St. Louis County Police Chief Eloquently Criticizes St. Louis County Police System

St. Louis County Police Chief Jon Belmar in March.

Michael B. Thomas/AFP/Getty

During the chaos that followed Michael Brown’s August 2014 death in Ferguson, Missouri, St. Louis County police officers engaged in a number of controversial tactics—confronting groups of nonviolent protesters with military equipment, failing to wear identifying name tags in violation of commonly accepted police standards, harrassing journalists, and more. (St. Louis County’s law enforcement groups include municipal forces like the Ferguson Police Department as well as the wider county force.) State Gov. Jay Nixon’s Aug. 14 decision to bring in Missouri Highway Patrol officers to help manage protests was credited by some with de-escalating tensions that had been created in part by the aggression of the St. Louis County police, who were led by Chief Jon Belmar.

In the months since, something of a consensus has emerged in Missouri that many black Ferguson-area residents have legitimate grievances against St. Louis County’s judicial and law enforcement systems, in which authorities raise money for their small municipalities (and for their own compensation) by issuing huge numbers of fines for minor or officer-fabricated infractions. On May 8 the Missouri Legislature passed a bipartisan fine reform bill that Nixon is expected to sign. The consensus about the necessity of reform, it now appears, is so wide that it includes none other than St. Louis County Police Chief Jon Belmar! From the Huffington Post:

St. Louis County Police Chief Jon Belmar called the reform effort a “positive that came out of a tragedy.” While noting that roughly half of the dozens upon dozens of police departments in St. Louis County were “legitimate” in his view, Belmar said that there were many that didn’t exist for the right reasons. The county has so many police departments that it’s impossible for him to even know the name of every police chief, Belmar said …

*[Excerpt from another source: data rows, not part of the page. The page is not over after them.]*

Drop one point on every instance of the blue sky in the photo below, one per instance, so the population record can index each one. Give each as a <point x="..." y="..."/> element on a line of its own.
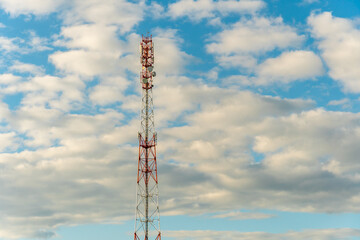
<point x="256" y="108"/>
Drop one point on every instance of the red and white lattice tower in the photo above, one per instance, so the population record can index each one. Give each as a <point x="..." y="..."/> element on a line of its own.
<point x="147" y="216"/>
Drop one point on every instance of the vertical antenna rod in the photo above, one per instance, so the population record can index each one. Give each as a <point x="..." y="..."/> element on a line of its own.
<point x="147" y="214"/>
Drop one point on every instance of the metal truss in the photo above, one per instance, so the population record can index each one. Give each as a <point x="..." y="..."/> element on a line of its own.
<point x="147" y="213"/>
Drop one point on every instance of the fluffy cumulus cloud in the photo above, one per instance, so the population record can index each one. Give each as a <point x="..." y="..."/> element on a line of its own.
<point x="339" y="41"/>
<point x="38" y="7"/>
<point x="290" y="66"/>
<point x="72" y="153"/>
<point x="239" y="44"/>
<point x="321" y="234"/>
<point x="197" y="10"/>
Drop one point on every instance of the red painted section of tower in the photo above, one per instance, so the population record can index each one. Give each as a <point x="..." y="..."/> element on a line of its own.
<point x="147" y="215"/>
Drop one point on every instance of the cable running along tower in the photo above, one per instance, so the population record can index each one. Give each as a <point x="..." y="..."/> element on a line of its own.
<point x="147" y="216"/>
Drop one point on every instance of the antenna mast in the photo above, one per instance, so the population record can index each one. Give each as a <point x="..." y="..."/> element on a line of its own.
<point x="147" y="214"/>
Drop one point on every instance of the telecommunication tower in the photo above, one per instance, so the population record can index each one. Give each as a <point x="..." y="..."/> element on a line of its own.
<point x="147" y="216"/>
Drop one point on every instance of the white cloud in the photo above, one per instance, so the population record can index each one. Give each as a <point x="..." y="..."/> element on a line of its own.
<point x="9" y="44"/>
<point x="339" y="42"/>
<point x="38" y="7"/>
<point x="243" y="215"/>
<point x="255" y="35"/>
<point x="320" y="234"/>
<point x="344" y="103"/>
<point x="241" y="43"/>
<point x="121" y="13"/>
<point x="200" y="9"/>
<point x="27" y="68"/>
<point x="290" y="66"/>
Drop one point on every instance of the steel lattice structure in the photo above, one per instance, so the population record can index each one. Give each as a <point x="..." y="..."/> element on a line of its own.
<point x="147" y="216"/>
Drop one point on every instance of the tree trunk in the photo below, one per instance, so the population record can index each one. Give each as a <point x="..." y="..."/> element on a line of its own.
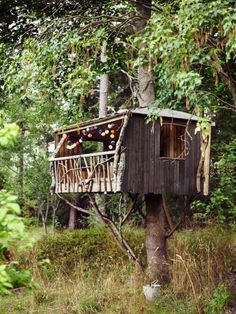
<point x="72" y="218"/>
<point x="146" y="93"/>
<point x="21" y="169"/>
<point x="156" y="244"/>
<point x="103" y="99"/>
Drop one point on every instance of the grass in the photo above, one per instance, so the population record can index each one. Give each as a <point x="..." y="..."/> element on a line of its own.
<point x="84" y="272"/>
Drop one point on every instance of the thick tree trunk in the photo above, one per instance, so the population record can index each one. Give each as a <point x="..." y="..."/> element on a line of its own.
<point x="156" y="244"/>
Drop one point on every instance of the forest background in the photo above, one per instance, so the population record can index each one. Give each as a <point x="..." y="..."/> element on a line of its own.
<point x="50" y="73"/>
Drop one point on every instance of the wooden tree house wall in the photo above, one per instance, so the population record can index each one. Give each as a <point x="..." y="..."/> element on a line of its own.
<point x="161" y="157"/>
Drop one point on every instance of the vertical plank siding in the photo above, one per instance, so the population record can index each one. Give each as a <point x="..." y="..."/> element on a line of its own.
<point x="147" y="172"/>
<point x="152" y="161"/>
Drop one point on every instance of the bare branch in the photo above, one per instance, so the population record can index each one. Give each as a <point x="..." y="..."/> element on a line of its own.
<point x="82" y="210"/>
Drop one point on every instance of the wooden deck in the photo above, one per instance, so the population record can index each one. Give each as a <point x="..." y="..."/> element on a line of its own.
<point x="85" y="173"/>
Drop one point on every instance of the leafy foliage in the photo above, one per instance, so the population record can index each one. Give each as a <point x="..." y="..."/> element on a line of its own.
<point x="12" y="228"/>
<point x="192" y="47"/>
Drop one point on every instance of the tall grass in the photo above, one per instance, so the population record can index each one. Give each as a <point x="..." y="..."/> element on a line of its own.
<point x="84" y="272"/>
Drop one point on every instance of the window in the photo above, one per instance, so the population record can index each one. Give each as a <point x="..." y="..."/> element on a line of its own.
<point x="172" y="141"/>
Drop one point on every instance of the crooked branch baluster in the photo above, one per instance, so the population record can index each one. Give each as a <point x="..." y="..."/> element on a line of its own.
<point x="84" y="173"/>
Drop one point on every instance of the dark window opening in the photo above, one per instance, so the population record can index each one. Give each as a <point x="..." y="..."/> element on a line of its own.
<point x="172" y="141"/>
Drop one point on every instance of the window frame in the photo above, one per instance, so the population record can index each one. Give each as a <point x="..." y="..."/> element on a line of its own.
<point x="174" y="124"/>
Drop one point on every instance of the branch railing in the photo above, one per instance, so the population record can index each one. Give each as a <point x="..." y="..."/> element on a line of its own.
<point x="84" y="173"/>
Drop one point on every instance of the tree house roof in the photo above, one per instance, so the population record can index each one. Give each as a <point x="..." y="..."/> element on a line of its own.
<point x="165" y="113"/>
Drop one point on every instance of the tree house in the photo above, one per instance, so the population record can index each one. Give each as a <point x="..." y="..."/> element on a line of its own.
<point x="124" y="153"/>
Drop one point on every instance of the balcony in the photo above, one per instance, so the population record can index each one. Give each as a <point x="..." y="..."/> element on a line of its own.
<point x="85" y="173"/>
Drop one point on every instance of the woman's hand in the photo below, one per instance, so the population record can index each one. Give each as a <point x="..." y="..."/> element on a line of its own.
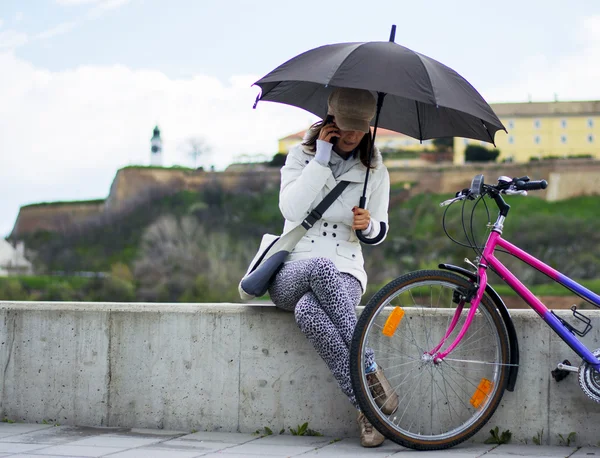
<point x="362" y="218"/>
<point x="328" y="132"/>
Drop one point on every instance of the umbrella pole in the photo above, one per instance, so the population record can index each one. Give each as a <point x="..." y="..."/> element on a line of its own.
<point x="363" y="198"/>
<point x="380" y="96"/>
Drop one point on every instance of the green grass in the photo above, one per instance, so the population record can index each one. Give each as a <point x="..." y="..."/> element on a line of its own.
<point x="42" y="282"/>
<point x="550" y="289"/>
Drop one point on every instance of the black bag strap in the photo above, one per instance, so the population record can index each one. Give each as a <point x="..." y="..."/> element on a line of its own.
<point x="318" y="211"/>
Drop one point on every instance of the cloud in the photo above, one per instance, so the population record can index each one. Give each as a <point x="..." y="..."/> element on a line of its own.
<point x="98" y="5"/>
<point x="11" y="39"/>
<point x="60" y="29"/>
<point x="65" y="134"/>
<point x="569" y="77"/>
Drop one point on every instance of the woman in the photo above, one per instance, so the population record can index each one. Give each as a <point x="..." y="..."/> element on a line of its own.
<point x="323" y="278"/>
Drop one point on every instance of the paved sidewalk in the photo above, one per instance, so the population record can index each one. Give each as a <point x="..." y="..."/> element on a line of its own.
<point x="39" y="441"/>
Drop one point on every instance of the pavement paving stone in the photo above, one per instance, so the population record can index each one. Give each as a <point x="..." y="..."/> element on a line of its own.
<point x="256" y="449"/>
<point x="59" y="434"/>
<point x="12" y="429"/>
<point x="587" y="451"/>
<point x="350" y="447"/>
<point x="45" y="441"/>
<point x="513" y="450"/>
<point x="153" y="453"/>
<point x="198" y="447"/>
<point x="216" y="436"/>
<point x="76" y="450"/>
<point x="108" y="440"/>
<point x="305" y="441"/>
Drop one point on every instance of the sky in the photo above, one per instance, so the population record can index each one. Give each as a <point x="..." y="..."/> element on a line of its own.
<point x="84" y="82"/>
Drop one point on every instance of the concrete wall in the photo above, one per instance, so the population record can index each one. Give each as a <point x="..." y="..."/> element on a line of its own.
<point x="226" y="367"/>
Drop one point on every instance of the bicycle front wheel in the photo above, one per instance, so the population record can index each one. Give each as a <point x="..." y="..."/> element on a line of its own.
<point x="439" y="403"/>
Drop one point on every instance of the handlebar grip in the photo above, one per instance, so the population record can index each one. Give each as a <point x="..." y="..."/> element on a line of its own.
<point x="531" y="185"/>
<point x="374" y="240"/>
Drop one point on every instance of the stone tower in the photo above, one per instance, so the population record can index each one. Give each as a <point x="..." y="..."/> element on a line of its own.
<point x="156" y="148"/>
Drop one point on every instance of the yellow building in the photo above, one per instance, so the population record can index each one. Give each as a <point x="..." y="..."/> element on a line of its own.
<point x="386" y="140"/>
<point x="540" y="129"/>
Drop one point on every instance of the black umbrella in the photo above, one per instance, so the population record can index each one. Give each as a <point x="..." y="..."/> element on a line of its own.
<point x="423" y="98"/>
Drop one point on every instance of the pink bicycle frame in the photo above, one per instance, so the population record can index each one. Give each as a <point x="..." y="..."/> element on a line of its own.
<point x="489" y="260"/>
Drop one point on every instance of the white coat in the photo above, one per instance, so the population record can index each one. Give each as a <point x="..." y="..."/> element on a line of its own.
<point x="305" y="183"/>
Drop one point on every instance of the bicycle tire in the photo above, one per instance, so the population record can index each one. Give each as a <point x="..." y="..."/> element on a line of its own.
<point x="456" y="379"/>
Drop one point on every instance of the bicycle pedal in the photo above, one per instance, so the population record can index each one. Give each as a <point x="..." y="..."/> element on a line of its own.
<point x="563" y="370"/>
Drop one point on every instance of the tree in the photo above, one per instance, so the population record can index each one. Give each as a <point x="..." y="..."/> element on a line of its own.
<point x="195" y="147"/>
<point x="443" y="143"/>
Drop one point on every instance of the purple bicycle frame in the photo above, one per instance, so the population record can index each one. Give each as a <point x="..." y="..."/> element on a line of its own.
<point x="489" y="259"/>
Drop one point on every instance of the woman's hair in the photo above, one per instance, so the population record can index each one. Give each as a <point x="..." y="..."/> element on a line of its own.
<point x="310" y="141"/>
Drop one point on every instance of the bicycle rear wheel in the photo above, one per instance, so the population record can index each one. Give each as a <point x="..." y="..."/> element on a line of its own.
<point x="440" y="403"/>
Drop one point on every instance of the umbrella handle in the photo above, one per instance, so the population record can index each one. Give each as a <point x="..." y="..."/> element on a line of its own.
<point x="364" y="239"/>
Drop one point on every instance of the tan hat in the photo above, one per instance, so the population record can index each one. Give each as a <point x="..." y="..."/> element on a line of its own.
<point x="353" y="108"/>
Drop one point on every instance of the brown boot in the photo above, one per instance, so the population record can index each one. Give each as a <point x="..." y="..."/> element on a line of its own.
<point x="369" y="436"/>
<point x="385" y="397"/>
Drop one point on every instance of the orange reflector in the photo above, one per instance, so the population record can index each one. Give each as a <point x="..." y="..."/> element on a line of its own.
<point x="392" y="322"/>
<point x="483" y="390"/>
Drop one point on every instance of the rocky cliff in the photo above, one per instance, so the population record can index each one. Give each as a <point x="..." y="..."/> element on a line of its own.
<point x="135" y="185"/>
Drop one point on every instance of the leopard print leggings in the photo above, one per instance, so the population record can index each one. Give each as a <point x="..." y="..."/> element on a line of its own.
<point x="323" y="301"/>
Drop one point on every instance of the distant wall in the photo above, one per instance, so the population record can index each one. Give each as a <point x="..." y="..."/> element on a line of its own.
<point x="54" y="217"/>
<point x="231" y="367"/>
<point x="135" y="185"/>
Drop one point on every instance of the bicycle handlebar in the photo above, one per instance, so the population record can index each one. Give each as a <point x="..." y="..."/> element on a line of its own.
<point x="531" y="185"/>
<point x="506" y="185"/>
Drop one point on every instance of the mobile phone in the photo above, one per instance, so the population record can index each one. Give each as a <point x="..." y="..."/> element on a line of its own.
<point x="329" y="120"/>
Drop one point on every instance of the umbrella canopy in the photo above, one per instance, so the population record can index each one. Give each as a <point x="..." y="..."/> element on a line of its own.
<point x="423" y="98"/>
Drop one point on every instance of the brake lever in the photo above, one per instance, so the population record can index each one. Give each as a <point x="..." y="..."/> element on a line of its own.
<point x="515" y="192"/>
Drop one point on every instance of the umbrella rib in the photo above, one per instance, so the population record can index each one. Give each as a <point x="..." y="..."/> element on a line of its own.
<point x="419" y="121"/>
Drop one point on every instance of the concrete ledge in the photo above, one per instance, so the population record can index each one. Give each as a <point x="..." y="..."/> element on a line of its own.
<point x="232" y="368"/>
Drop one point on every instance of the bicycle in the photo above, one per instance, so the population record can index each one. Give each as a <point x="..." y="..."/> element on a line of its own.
<point x="446" y="340"/>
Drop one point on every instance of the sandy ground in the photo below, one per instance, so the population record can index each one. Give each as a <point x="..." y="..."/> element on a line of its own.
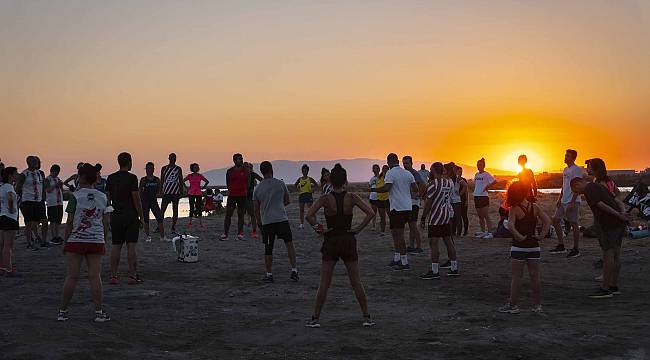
<point x="219" y="308"/>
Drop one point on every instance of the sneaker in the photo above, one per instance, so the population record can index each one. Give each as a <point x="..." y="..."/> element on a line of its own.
<point x="294" y="276"/>
<point x="573" y="253"/>
<point x="430" y="275"/>
<point x="601" y="294"/>
<point x="367" y="322"/>
<point x="509" y="309"/>
<point x="63" y="315"/>
<point x="134" y="280"/>
<point x="400" y="267"/>
<point x="559" y="249"/>
<point x="313" y="323"/>
<point x="453" y="273"/>
<point x="101" y="316"/>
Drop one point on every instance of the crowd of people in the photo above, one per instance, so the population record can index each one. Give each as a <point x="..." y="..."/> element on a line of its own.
<point x="434" y="200"/>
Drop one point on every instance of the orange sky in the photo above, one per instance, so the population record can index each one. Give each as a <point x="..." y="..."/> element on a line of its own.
<point x="444" y="80"/>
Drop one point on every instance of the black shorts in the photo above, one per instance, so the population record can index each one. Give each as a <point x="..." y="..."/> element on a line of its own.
<point x="33" y="211"/>
<point x="237" y="201"/>
<point x="399" y="219"/>
<point x="443" y="230"/>
<point x="55" y="214"/>
<point x="270" y="232"/>
<point x="415" y="212"/>
<point x="481" y="201"/>
<point x="7" y="223"/>
<point x="124" y="228"/>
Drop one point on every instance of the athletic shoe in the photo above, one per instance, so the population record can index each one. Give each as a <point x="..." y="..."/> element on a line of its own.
<point x="134" y="280"/>
<point x="573" y="253"/>
<point x="430" y="275"/>
<point x="400" y="267"/>
<point x="601" y="294"/>
<point x="63" y="315"/>
<point x="367" y="322"/>
<point x="453" y="273"/>
<point x="313" y="323"/>
<point x="101" y="316"/>
<point x="509" y="309"/>
<point x="559" y="249"/>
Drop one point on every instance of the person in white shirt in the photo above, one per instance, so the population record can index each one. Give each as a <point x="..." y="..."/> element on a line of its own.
<point x="399" y="184"/>
<point x="568" y="205"/>
<point x="483" y="180"/>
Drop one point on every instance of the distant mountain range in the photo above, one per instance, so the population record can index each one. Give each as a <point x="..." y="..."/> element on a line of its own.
<point x="359" y="170"/>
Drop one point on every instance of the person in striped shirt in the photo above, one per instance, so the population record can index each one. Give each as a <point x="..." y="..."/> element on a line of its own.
<point x="438" y="213"/>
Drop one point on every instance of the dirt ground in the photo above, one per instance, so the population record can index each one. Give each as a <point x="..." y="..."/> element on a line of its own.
<point x="219" y="308"/>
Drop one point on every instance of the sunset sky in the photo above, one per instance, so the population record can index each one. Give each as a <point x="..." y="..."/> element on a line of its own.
<point x="303" y="80"/>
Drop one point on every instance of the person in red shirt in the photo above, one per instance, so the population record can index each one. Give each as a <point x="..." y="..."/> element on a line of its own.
<point x="237" y="179"/>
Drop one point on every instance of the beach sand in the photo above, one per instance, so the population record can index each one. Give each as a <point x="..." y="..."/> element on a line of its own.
<point x="219" y="308"/>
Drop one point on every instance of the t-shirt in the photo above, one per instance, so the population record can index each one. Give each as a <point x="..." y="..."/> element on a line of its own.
<point x="270" y="193"/>
<point x="373" y="185"/>
<point x="569" y="173"/>
<point x="87" y="207"/>
<point x="400" y="192"/>
<point x="595" y="193"/>
<point x="5" y="190"/>
<point x="481" y="181"/>
<point x="55" y="196"/>
<point x="439" y="191"/>
<point x="237" y="181"/>
<point x="195" y="183"/>
<point x="120" y="187"/>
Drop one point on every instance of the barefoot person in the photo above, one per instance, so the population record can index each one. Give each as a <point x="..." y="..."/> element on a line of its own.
<point x="171" y="176"/>
<point x="270" y="197"/>
<point x="415" y="238"/>
<point x="126" y="217"/>
<point x="54" y="202"/>
<point x="483" y="180"/>
<point x="237" y="180"/>
<point x="150" y="189"/>
<point x="438" y="214"/>
<point x="305" y="186"/>
<point x="568" y="206"/>
<point x="85" y="237"/>
<point x="399" y="184"/>
<point x="612" y="222"/>
<point x="339" y="241"/>
<point x="8" y="219"/>
<point x="31" y="187"/>
<point x="525" y="251"/>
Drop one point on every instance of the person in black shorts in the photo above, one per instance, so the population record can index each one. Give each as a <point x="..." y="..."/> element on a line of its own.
<point x="150" y="189"/>
<point x="126" y="216"/>
<point x="339" y="241"/>
<point x="271" y="196"/>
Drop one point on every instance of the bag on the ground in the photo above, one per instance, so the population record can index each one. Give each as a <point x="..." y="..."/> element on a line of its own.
<point x="187" y="248"/>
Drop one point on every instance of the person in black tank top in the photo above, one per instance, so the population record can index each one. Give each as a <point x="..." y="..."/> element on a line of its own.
<point x="339" y="241"/>
<point x="525" y="250"/>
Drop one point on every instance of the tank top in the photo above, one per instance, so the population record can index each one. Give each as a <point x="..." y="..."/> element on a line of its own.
<point x="33" y="186"/>
<point x="304" y="185"/>
<point x="527" y="226"/>
<point x="340" y="223"/>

Belmar acknowledged that the protests in Ferguson have given a voice to populations that had been overlooked in the past.

“If you went to a very affluent area in St. Louis County, how long do you think a program would last where speed cameras were put up on arterial roads coming into subdivisions, and people were given letters saying they were going to be arrested? It would last about five hours,” Belmar said. “You know that and I know that, and that’s part of the problem. Yet in areas that are not as affluent, and where folks really are struggling with issues of poverty and education and crime and everything else that goes along with it – unemployment – they don’t have the ability really to voice that opinion. They can’t leverage change. So that’s a good thing that’s come out of all this.”

Huffington Post reporter Ryan Reilly, who wrote the story quoted above, was actually one of the journalists infamously arrested in Ferguson in August (by a group of officers that reportedly included St. Louis County personnel) for the dubious offense of working at a McDonald’s near the area of protests. The world turns.